The overall process of constructing a classifier proposed in this paper is as follows: firstly, a maximum complete set \(X^{Complete}\) is obtained based on the missing data \(X^{MM}\). Secondly, \(X^{Complete}\) is subjected to different concentration thresholds to simulate the missing to obtain \(X{\prime }^{MM}\). A particle swarm algorithm is utilized to find the \(X{\prime }^{MM}\) that has the smallest Euclidean distance from \(X^{MM}\). At this time, the concentration threshold and the proportion of low concentration deletions as a percentage of overall deletions corresponding to \(X{\prime }^{MM}\) are the concentration threshold and the proportion of low concentration deletions as a percentage of overall deletions of \(X^{MM}\). Finally, \(X{\prime }^{MM}\) is utilized to construct a classifier to predict the missing data types in \(X^{MM}\). Figure 2 depicts the method proposed in this paper.

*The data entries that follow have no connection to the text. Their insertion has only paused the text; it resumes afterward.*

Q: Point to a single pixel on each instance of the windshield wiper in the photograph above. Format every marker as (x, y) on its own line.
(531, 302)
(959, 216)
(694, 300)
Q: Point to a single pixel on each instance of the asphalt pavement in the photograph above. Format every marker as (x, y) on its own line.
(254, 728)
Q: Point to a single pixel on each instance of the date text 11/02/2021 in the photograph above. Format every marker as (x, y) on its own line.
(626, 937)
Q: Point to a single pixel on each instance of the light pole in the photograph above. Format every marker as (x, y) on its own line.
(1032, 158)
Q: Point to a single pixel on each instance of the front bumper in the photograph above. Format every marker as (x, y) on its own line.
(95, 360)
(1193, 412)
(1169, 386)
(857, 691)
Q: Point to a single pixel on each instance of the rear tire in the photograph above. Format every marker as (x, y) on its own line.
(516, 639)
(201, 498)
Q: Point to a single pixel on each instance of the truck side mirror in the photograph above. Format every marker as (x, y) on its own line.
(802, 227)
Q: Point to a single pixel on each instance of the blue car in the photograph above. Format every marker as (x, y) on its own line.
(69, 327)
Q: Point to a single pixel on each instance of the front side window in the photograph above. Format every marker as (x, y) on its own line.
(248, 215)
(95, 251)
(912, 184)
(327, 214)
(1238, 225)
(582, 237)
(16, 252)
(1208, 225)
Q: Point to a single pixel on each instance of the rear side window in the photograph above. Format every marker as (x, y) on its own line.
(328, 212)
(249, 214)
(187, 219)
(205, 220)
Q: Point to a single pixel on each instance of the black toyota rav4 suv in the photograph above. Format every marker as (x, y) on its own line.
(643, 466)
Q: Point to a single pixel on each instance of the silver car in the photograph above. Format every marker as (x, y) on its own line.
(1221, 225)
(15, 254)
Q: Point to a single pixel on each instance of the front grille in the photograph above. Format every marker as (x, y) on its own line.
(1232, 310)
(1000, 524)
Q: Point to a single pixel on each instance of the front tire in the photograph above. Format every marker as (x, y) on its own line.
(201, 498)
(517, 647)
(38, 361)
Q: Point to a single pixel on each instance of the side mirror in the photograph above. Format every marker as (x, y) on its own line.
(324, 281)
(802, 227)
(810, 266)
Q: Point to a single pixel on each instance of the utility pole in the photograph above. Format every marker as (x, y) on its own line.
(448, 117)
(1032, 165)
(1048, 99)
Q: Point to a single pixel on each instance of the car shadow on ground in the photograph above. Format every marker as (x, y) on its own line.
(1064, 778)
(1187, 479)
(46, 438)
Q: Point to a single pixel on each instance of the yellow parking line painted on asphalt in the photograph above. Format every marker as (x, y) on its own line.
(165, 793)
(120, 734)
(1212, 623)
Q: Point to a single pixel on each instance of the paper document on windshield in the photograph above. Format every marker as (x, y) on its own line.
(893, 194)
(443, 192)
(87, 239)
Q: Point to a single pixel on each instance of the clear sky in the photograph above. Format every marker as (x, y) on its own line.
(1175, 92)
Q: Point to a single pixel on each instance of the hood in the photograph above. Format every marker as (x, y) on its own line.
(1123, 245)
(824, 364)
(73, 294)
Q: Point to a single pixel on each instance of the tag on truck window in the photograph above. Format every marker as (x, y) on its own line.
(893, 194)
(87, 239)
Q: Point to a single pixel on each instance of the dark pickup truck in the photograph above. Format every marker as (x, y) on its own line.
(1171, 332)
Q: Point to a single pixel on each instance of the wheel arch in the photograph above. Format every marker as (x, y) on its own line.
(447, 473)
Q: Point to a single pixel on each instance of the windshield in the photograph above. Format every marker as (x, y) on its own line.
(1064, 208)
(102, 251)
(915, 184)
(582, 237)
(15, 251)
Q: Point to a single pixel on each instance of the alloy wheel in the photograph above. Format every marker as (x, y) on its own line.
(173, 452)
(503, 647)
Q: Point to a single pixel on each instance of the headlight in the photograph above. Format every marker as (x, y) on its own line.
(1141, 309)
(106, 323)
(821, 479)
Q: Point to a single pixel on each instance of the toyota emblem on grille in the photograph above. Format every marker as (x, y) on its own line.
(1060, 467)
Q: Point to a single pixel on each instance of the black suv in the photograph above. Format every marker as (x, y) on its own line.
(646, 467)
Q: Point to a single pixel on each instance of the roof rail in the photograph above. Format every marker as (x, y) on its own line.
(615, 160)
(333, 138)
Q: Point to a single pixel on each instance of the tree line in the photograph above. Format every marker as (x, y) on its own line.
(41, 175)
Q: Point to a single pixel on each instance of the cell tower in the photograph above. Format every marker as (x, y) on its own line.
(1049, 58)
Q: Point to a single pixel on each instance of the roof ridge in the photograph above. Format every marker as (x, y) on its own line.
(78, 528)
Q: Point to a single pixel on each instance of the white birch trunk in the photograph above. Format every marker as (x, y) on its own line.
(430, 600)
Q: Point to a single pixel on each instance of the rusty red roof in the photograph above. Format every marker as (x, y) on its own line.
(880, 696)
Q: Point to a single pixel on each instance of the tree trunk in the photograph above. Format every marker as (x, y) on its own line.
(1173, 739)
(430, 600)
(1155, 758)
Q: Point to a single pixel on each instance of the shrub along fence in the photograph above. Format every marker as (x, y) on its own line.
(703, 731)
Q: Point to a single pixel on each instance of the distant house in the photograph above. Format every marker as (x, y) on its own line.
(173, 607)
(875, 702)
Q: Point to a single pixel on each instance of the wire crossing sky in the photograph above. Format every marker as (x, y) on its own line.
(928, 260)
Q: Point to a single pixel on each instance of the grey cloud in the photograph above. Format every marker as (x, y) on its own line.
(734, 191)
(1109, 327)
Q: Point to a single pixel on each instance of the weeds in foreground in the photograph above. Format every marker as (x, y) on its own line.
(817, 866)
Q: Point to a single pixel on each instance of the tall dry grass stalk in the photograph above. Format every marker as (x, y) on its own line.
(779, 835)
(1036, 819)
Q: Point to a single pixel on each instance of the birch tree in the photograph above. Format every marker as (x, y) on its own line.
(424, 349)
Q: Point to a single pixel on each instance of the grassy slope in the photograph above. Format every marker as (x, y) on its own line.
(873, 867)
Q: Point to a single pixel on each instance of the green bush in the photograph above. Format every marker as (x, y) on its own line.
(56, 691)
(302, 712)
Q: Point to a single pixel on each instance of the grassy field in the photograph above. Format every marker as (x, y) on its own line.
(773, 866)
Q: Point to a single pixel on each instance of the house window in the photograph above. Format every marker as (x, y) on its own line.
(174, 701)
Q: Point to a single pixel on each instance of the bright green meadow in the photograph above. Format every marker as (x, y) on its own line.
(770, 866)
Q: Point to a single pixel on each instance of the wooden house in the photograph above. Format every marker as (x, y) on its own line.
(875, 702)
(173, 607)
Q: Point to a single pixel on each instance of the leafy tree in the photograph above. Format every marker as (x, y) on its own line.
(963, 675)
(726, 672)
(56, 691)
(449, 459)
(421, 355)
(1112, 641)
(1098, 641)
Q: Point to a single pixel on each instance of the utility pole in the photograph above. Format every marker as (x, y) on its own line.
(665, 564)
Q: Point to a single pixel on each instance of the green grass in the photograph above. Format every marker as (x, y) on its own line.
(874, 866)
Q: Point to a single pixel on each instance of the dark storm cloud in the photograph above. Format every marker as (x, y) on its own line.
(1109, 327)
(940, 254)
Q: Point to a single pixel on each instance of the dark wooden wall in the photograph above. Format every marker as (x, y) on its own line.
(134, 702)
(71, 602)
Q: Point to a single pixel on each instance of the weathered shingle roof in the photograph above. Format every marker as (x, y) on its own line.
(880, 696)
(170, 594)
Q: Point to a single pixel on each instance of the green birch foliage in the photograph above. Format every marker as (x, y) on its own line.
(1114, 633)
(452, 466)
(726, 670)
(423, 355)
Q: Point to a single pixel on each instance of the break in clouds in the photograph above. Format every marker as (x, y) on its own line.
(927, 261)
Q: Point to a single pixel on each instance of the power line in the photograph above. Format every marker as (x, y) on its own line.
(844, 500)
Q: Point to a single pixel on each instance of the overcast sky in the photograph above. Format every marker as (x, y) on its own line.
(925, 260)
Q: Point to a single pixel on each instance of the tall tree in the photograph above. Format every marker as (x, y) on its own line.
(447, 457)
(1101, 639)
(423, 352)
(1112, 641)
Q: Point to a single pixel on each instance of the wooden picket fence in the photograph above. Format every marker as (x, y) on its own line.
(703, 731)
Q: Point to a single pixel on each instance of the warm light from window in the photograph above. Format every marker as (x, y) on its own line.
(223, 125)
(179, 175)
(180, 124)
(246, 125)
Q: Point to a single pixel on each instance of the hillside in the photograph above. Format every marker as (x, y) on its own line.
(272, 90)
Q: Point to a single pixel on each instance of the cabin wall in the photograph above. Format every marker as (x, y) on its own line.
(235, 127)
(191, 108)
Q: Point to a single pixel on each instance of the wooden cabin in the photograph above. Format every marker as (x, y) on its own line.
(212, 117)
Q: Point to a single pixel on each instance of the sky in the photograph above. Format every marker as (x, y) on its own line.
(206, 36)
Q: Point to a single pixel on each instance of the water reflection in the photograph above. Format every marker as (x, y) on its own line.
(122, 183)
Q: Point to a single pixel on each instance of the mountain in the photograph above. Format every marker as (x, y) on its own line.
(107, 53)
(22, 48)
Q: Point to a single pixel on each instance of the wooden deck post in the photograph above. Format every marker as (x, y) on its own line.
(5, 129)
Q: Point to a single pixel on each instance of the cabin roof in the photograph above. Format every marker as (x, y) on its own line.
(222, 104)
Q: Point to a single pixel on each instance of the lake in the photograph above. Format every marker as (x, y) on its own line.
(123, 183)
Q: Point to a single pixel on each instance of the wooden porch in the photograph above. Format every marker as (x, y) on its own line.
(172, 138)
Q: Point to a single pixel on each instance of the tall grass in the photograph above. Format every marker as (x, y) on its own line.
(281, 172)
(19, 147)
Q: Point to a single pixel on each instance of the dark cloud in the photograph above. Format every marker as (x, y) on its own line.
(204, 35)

Maximum complete subset of missing data

In order to construct a data missing type classifier, a panning operation on the missing data is required. In this paper, the missing data for each metabolite was flattened to the far left to obtain the largest subset of complete data. This ensures that as much of the available data as possible is utilized when constructing the classifier and reduces the impact of missing data on the performance of the classifier. The red boxed area in Fig. 3 represents the largest complete subset of this dataset \(X^{Complete}\). When the sample size in \(X^{Complete}\) is small, metabolites with missing values exceeding 20% of the sample size can be removed according to the 80% rule¹⁶ for missing value processing of metabolomics data, and such processing can solve the problem of small sample size in \(X^{Complete}\).

Particle swarm search

In order to model data that is consistent with the distribution of missing data, it is necessary to obtain a concentration threshold for the original data and the proportion of low concentration deletions as a percentage of overall deletions. Assume that the threshold for high concentration is \(x\), the threshold for medium concentration is \(y\), the threshold for low concentration is \(z\), and the he proportion of low concentration deletions to overall deletions is \(\alpha\). With the MM algorithm, a copy of the missing data can be generated and the similarity between this generated data and the original missing data can be calculated. In order to determine the best combination of concentration threshold and the proportion of low concentration deletions as a percentage of overall deletions \((x,y,z,\alpha )\), the similarity between each copy of the generated missing data and the original missing data can be calculated¹⁵. This is done by calculating the deletion rate for each metabolite and transforming it into a vector of deletion rates. Then, the Euclidean distance between the two missing rate vectors is calculated, and a smaller distance indicates a higher degree of similarity between the data¹⁷. Considering the randomness of the MM algorithm, this paper generates 10 copies of missing data for each group \((x,y,z,\alpha )\). For each copy of the generated missing data and the original missing data, the Euclidean distances between them are calculated, and the arithmetic mean of these distances is taken as the Euclidean distance corresponding to the missing data generated for that group \((x,y,z,\alpha )\). This can reduce the impact of randomness in the MM algorithm and increase the stability of the results. Figure 4 shows the schematic diagram of concentration threshold search.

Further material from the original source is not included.